Sunday 19 February 2012

Bad Omen Or Just A Sign Of The Times


A beautiful sunny day today. Noticed in the garden a hoverfly Eristalis tenax feeding amongst open flowers of winter acconite. Otherwise still recovering from a week of illness.

And finally… Development

When I lived in Hampshire and went to secondary school, so I was about 13 or 14, I decided to have a go at the Duke Of Edinburgh award scheme. I decided that I would record the birdlife of a nearby woodland and scrub area that my parents and I had walked through many times whilst I was younger with our family dogs. My initial visits allowed me to start recording linnets and yellowhammers and I made notes not only on where I saw the birds but their behaviours even down to what direction they were flying in. The area consisted of pockets of mature oak woodland, a small stream that had water voles living in it, a rough wet marshy meadow with grazing cattle and probably orchids and then areas of gorse scrub. On my third visit to the area I was left devastated as it had turned into a construction site and had been earmarked for a huge housing development. The gorse scrub was gone, the wet meadow was wrecked and fences were being erected around the woodland pockets as The Woodland Trust had managed to save them. I remember getting home and being in a terrible state and needless to say I gave up the attempt to get my Duke Of Edinburgh award. This was undoubtedly my first personal experience, and a bad one, to the world of development and the impacts it has on the environment.

These days when I visit my mum who still lives in the area, even more of the surrounding countryside has been turned into housing estates the wet meadows are now tidied grass fields where dog walkers roam.
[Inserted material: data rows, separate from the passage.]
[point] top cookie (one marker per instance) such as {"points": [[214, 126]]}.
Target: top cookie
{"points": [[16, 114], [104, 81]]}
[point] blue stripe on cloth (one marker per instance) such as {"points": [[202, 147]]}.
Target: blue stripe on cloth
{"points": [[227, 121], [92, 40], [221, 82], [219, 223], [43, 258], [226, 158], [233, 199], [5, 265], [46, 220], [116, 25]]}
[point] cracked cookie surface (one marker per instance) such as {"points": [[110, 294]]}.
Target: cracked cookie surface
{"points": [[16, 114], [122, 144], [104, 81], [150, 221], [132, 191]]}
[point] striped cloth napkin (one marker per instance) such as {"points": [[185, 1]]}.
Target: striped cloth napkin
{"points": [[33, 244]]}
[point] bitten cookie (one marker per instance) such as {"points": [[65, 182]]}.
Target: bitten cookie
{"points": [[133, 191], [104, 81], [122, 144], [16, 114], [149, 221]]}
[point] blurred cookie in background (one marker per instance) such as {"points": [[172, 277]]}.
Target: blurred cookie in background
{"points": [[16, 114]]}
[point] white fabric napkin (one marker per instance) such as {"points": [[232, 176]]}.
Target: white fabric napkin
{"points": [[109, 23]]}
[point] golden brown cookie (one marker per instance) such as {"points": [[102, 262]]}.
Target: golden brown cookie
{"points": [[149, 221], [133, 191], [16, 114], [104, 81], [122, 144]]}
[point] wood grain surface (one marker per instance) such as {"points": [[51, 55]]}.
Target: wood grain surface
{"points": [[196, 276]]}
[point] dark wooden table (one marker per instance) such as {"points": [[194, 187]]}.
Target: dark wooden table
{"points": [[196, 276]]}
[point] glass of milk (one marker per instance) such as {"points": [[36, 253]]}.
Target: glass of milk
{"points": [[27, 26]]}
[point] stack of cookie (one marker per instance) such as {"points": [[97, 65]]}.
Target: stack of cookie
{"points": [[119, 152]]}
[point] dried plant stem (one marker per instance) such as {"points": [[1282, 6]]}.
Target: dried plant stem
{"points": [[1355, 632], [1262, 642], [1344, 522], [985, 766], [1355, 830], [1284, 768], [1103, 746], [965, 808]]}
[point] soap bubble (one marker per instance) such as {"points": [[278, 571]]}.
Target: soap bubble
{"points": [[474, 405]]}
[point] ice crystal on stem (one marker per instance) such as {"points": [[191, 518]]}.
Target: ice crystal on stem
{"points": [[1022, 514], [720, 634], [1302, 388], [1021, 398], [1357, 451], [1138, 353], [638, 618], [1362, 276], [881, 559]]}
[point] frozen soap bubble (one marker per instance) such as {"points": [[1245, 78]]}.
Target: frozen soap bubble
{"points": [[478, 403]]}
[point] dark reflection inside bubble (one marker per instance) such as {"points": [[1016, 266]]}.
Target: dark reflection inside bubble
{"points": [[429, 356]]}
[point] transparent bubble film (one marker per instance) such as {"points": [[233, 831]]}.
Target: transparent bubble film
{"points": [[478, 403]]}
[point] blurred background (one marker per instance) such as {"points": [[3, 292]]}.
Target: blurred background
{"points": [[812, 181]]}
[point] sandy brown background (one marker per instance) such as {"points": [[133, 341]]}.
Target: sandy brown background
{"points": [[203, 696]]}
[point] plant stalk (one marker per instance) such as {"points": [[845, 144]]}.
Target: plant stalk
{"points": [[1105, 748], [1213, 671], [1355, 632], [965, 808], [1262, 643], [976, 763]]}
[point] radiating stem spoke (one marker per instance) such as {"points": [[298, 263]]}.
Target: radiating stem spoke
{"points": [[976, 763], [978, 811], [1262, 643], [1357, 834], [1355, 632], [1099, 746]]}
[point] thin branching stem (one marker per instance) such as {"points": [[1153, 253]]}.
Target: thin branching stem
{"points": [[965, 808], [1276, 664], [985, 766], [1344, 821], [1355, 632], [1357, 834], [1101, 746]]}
The populations of deer have been road killed and the water voles no more.

When I moved to Longfield in Kent, I managed to get involved in an environmental impact survey on the proposal to build a new school in Longfield and a housing development in the grounds of the old school. Whilst the survey did not come up with anything that important for birdlife, there were indications that the area was good for reptiles and badgers. The development went ahead, the new school has been built and the housing development has started, I doubt the badgers and reptiles will survive the onslaught.

I started to visit the Isle of Grain with some regularity only to have this wonderfully rich wildlife area put under threat as a potential site for a new international airport.

Today I went to a local area that I had not visited before, it is called Darenth Woods or actually the old site of the Mabledon Hospital. A brownfield site and an area used for recreation by many local folks, football, toy motorbikes, guys collecting silver birch twigs for flower arranging, me looking for wildlfe and dog walkers. The area looks great for insects, reptiles, mammals and possibly orchids and maybe even Watling Street Thistle that occurs just the other side of the A2. So the first folks that I speak to mention a plan to build a crematorium there, I cannot believe it!

Am I a bad omen or is it just a sign of the times that in our small crowded country, it doesn'’t matter whether brownfield or greenfield, all sites are under increasingly significant development pressure, where will it all end?